After the super-flu, Larry tries to atone for that sin. Larry does not like to be identified with his hit song, “Baby Can You Dig Your Man?”, because that reminds him of the time when he was a taker. Mother Abagail on her deathbed says that Larry was trying to do penance for a life that was a closed book. When Stu breaks his leg while he, Larry, Glen, and Ralph are heading West to confront Randall Flagg, Larry does not want to leave Stu behind. Glen asks Larry whom he is trying to save: Stu, or something in himself. Was Larry trying to abandon his selfish past, or any callous selfishness that still remained within him?

But Larry finds that he has grown and has found a degree of inner peace. On page 1068, Larry is being put into one of Flagg’s jails, and pages 1068-1069 say: “[Larry] sat on the bunk and listened to the silence. He had always hated to be alone—-but in a way, he always had been…until he had arrived in the Free Zone. And now it wasn’t so bad as he had been afraid it would be. Bad enough, but he could cope.”

On page 1074, we read regarding Larry: “…the old wound in himself had finally been closed, leaving him at peace. He had felt the two people that he had been all his life—-the real one and the ideal one—-merge into one living being. His mother would have liked this Larry. And Rita Blakemoor. It was a Larry to whom Wayne Stuckey never would have had to tell the facts. It was a Larry that even that long-ago oral hygienist would have liked.”

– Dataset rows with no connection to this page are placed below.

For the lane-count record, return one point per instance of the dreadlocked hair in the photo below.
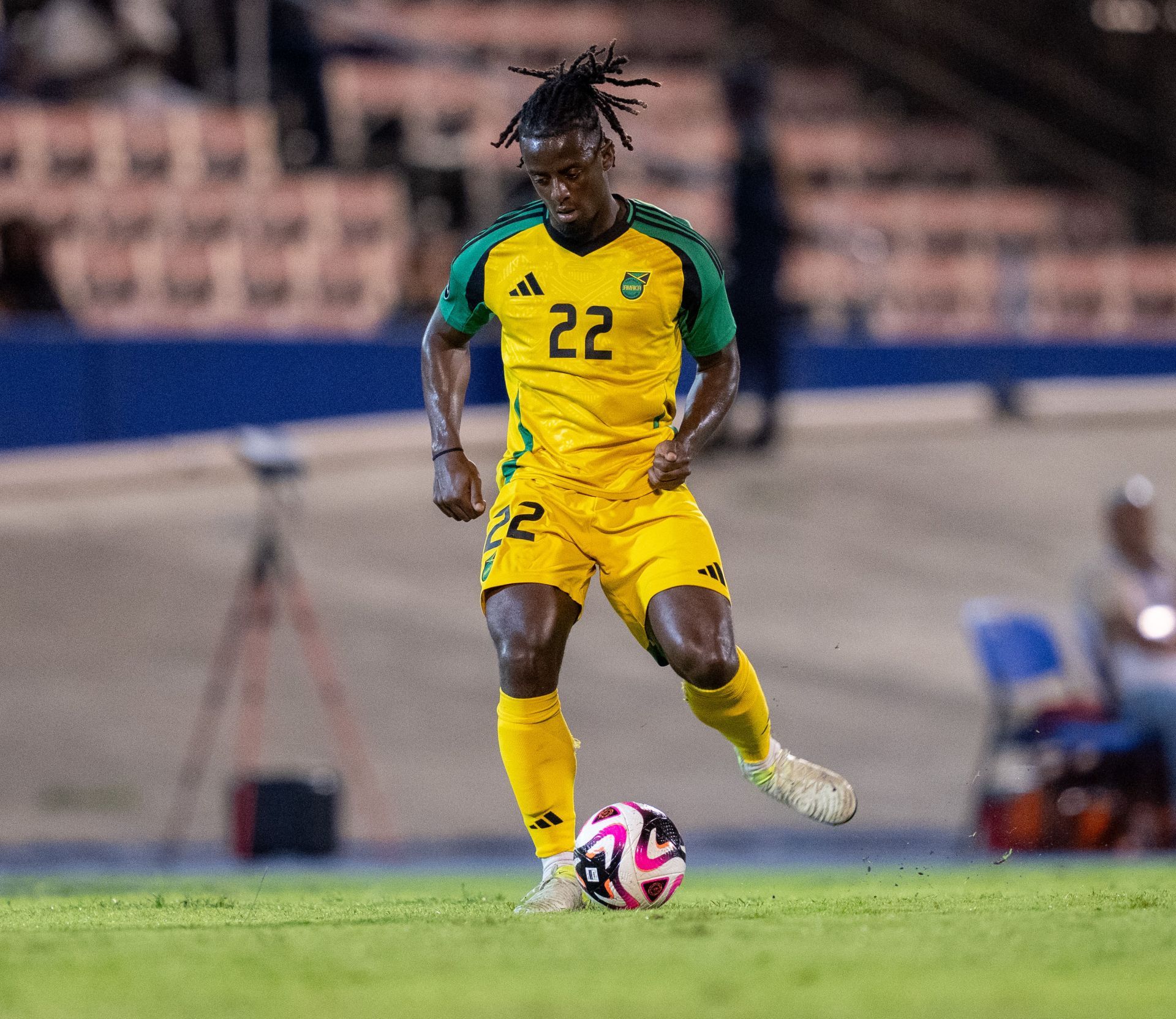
(571, 98)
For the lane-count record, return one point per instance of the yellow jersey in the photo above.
(592, 338)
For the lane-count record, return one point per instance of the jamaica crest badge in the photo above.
(633, 286)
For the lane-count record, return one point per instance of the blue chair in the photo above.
(1016, 648)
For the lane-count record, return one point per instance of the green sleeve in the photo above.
(712, 326)
(464, 300)
(705, 317)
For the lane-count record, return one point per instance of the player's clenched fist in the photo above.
(458, 487)
(672, 465)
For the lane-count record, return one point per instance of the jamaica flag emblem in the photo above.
(633, 286)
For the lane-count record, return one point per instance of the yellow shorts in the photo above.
(541, 533)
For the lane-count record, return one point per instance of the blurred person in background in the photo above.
(1127, 604)
(84, 50)
(761, 236)
(26, 286)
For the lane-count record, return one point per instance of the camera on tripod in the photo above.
(271, 455)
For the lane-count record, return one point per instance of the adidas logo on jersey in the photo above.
(529, 287)
(717, 574)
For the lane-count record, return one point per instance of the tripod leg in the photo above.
(349, 737)
(255, 670)
(212, 705)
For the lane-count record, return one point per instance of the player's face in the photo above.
(570, 173)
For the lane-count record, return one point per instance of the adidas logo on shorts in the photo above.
(715, 572)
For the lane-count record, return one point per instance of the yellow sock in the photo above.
(737, 710)
(540, 758)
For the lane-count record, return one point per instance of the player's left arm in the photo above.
(710, 398)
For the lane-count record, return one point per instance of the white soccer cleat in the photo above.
(557, 893)
(809, 789)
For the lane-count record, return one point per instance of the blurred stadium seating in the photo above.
(181, 219)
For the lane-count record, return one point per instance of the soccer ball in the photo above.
(630, 857)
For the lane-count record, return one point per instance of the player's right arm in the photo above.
(445, 374)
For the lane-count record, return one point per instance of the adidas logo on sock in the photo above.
(529, 287)
(549, 820)
(717, 574)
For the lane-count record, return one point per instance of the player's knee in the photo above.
(527, 667)
(705, 664)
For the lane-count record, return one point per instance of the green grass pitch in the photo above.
(968, 942)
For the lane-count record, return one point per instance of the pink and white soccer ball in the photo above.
(630, 857)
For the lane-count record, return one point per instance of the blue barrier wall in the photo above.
(58, 387)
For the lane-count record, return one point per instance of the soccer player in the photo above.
(597, 295)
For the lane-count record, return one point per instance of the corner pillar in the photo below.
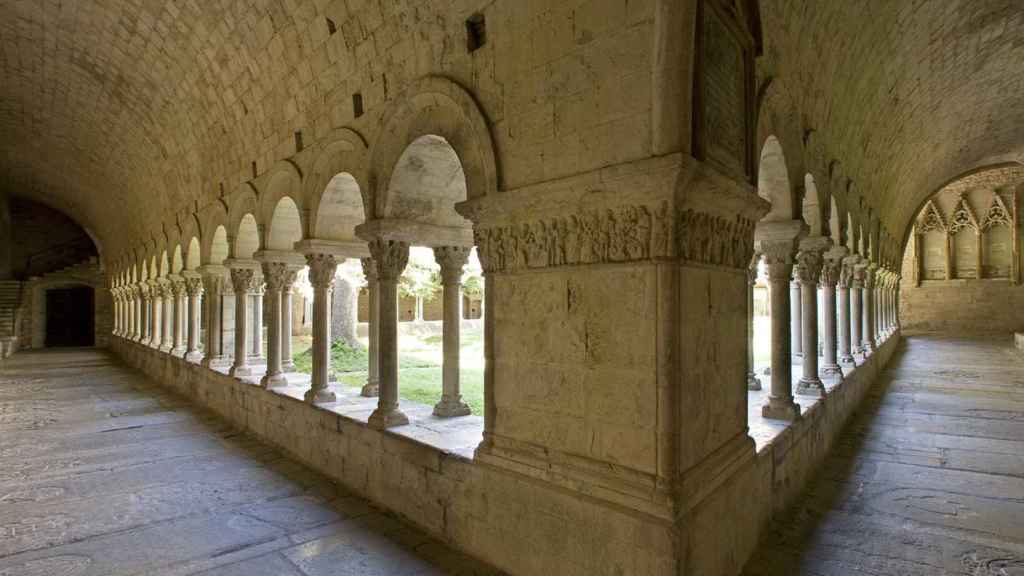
(322, 270)
(777, 241)
(753, 382)
(244, 283)
(452, 259)
(391, 257)
(372, 387)
(194, 291)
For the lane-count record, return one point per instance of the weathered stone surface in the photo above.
(102, 474)
(927, 480)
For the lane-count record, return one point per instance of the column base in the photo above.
(811, 386)
(382, 419)
(780, 409)
(450, 408)
(273, 380)
(325, 396)
(241, 371)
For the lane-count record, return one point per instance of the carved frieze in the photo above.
(625, 234)
(322, 270)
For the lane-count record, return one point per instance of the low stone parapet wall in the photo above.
(514, 521)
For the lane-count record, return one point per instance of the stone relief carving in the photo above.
(617, 235)
(997, 214)
(391, 257)
(194, 286)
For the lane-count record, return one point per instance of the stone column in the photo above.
(452, 259)
(779, 259)
(796, 322)
(243, 282)
(322, 271)
(391, 257)
(811, 260)
(829, 280)
(287, 363)
(256, 299)
(856, 307)
(275, 276)
(870, 342)
(753, 382)
(372, 387)
(194, 290)
(156, 314)
(167, 318)
(213, 284)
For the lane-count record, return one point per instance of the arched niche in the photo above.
(283, 192)
(177, 262)
(218, 246)
(286, 225)
(427, 182)
(193, 254)
(773, 180)
(339, 209)
(437, 108)
(247, 238)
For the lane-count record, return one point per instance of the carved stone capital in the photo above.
(243, 280)
(391, 257)
(194, 286)
(178, 287)
(322, 270)
(369, 269)
(452, 259)
(779, 258)
(274, 274)
(832, 272)
(809, 271)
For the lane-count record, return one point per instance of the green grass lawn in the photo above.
(419, 367)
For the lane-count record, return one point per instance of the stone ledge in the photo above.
(510, 520)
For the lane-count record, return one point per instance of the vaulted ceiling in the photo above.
(906, 94)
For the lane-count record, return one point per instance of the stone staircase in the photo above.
(10, 303)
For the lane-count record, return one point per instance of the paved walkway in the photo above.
(928, 481)
(102, 472)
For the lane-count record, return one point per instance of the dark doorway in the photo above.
(70, 317)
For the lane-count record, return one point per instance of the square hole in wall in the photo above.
(476, 32)
(356, 105)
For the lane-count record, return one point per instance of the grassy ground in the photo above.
(419, 366)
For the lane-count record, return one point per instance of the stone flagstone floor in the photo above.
(929, 479)
(102, 472)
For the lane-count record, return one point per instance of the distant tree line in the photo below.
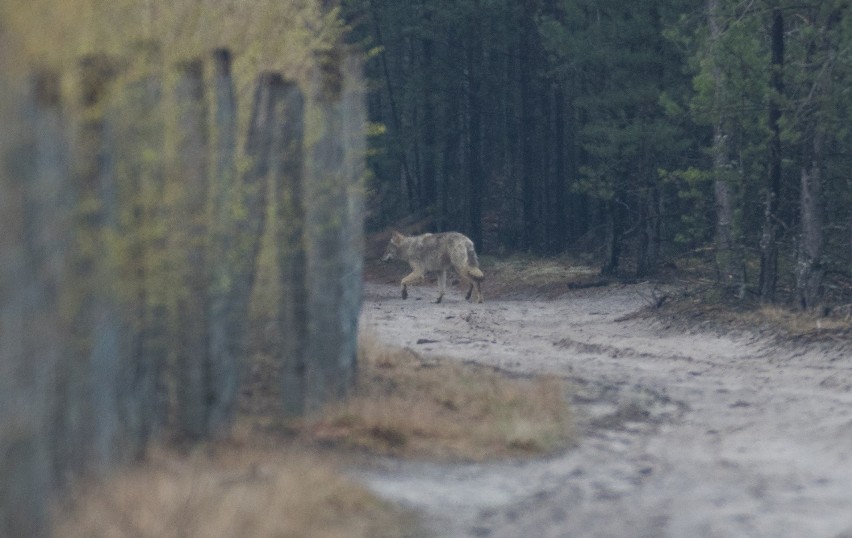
(638, 132)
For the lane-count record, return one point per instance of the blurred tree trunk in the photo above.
(330, 373)
(35, 208)
(190, 324)
(226, 336)
(769, 238)
(288, 176)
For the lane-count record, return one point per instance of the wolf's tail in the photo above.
(473, 269)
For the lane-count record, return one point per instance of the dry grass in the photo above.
(406, 406)
(274, 479)
(234, 492)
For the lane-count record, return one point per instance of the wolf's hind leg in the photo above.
(410, 279)
(442, 283)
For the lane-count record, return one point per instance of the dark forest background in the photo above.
(640, 133)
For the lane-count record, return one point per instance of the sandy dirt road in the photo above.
(683, 433)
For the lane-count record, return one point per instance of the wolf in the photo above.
(437, 252)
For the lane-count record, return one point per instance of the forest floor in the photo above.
(691, 423)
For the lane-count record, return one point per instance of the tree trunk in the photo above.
(612, 242)
(730, 267)
(191, 322)
(289, 238)
(34, 247)
(476, 179)
(331, 371)
(227, 325)
(769, 238)
(809, 270)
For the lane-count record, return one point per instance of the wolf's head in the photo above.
(392, 252)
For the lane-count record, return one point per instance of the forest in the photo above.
(640, 134)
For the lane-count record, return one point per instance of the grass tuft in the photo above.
(231, 492)
(407, 406)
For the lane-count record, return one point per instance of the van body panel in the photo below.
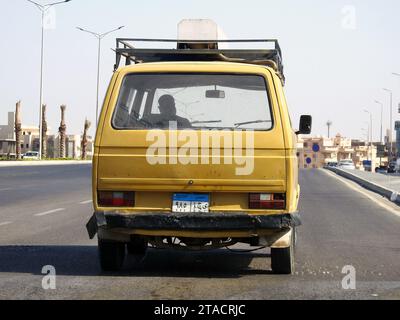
(120, 160)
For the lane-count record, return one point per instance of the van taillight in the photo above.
(116, 199)
(275, 201)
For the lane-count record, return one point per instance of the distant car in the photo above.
(332, 164)
(346, 164)
(381, 169)
(33, 155)
(392, 167)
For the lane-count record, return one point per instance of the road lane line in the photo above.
(5, 223)
(86, 202)
(48, 212)
(359, 189)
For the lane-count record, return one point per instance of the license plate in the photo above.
(190, 202)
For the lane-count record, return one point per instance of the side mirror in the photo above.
(305, 125)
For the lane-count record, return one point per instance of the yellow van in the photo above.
(195, 151)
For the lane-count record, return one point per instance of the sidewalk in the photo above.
(5, 164)
(387, 186)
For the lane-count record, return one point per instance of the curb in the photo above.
(8, 164)
(393, 196)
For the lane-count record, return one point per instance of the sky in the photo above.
(338, 55)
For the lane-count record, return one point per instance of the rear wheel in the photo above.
(282, 259)
(111, 255)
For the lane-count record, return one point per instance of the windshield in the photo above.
(193, 101)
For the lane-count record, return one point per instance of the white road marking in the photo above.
(86, 202)
(48, 212)
(5, 223)
(359, 189)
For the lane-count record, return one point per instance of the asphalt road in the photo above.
(43, 211)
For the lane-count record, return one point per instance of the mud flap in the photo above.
(284, 241)
(97, 220)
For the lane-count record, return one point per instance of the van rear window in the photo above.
(193, 101)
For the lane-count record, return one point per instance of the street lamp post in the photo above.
(370, 132)
(391, 124)
(368, 137)
(99, 37)
(43, 9)
(381, 104)
(329, 124)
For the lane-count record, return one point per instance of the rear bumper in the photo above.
(199, 222)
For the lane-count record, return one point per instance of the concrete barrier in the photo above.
(374, 187)
(5, 164)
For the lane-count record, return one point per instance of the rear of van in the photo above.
(197, 155)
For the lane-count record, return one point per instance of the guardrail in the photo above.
(374, 187)
(4, 164)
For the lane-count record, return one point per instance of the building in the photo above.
(317, 152)
(30, 141)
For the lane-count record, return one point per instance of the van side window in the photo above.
(125, 104)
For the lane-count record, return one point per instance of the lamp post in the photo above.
(367, 135)
(99, 37)
(370, 132)
(381, 104)
(391, 124)
(43, 9)
(329, 124)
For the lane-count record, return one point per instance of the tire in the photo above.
(282, 259)
(137, 247)
(111, 255)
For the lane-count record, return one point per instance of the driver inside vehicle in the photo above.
(168, 114)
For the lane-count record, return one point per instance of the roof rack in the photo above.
(200, 50)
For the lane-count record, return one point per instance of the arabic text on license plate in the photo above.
(184, 202)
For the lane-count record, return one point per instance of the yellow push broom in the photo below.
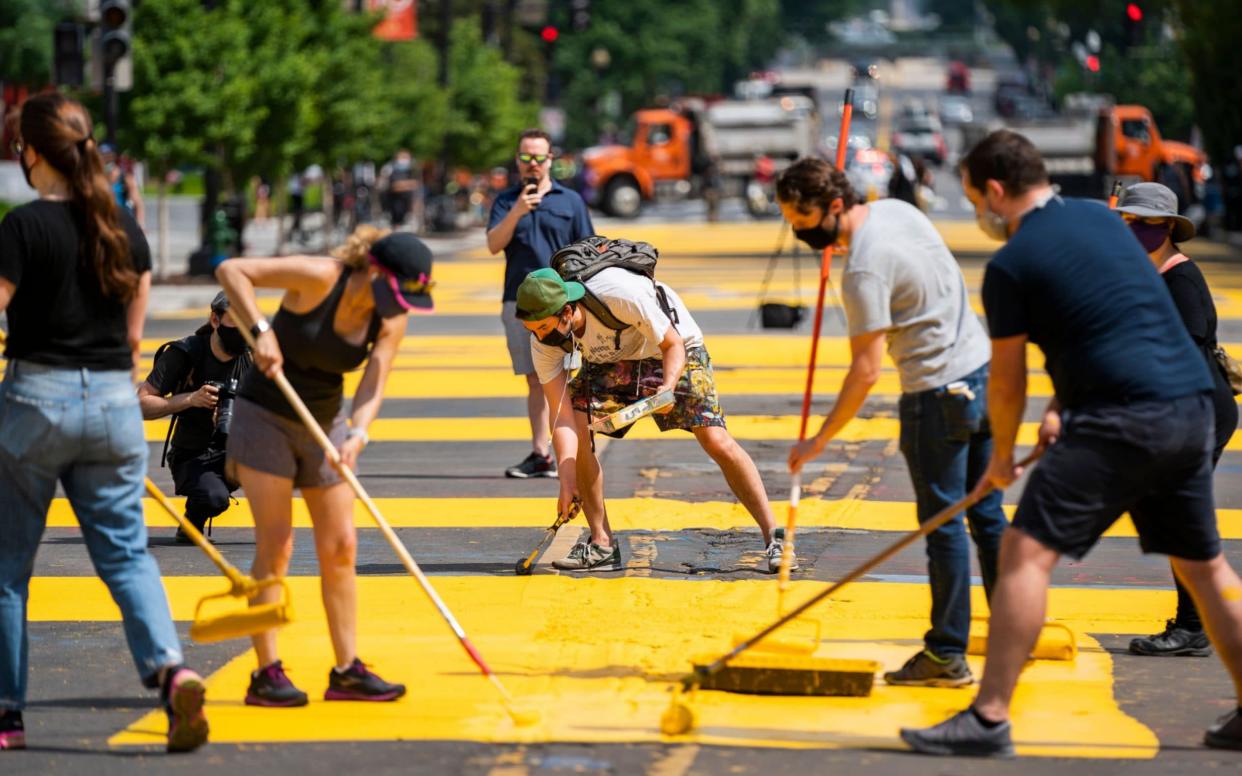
(236, 623)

Larry there is thinking about people in his past. His mother was the one who called Larry a taker, one who only came around when he wanted something. Wayne Stuckey confronted Larry because Larry was going into debt by throwing parties for fair-weather friends. The oral hygienist slept with Larry, and Larry was a jerk to her the next morning. And, after the flu, Larry tried his best to be selfless and others-oriented in his relationship with Rita, but he found a sense of relief after she died of an overdose. Now, as Larry reflects about his relationships with these people, Larry is in jail, and he has found that he has grown. He is selfless. He is responsible. He is at peace, even when he’s alone. And he’s not having to work hard at this, for his real self and his ideal self are merging into one. That’s a hope that religions and philosophies (not all, but several) have offered: that we can arrive at the point where being good is not a great struggle for us, but flows naturally.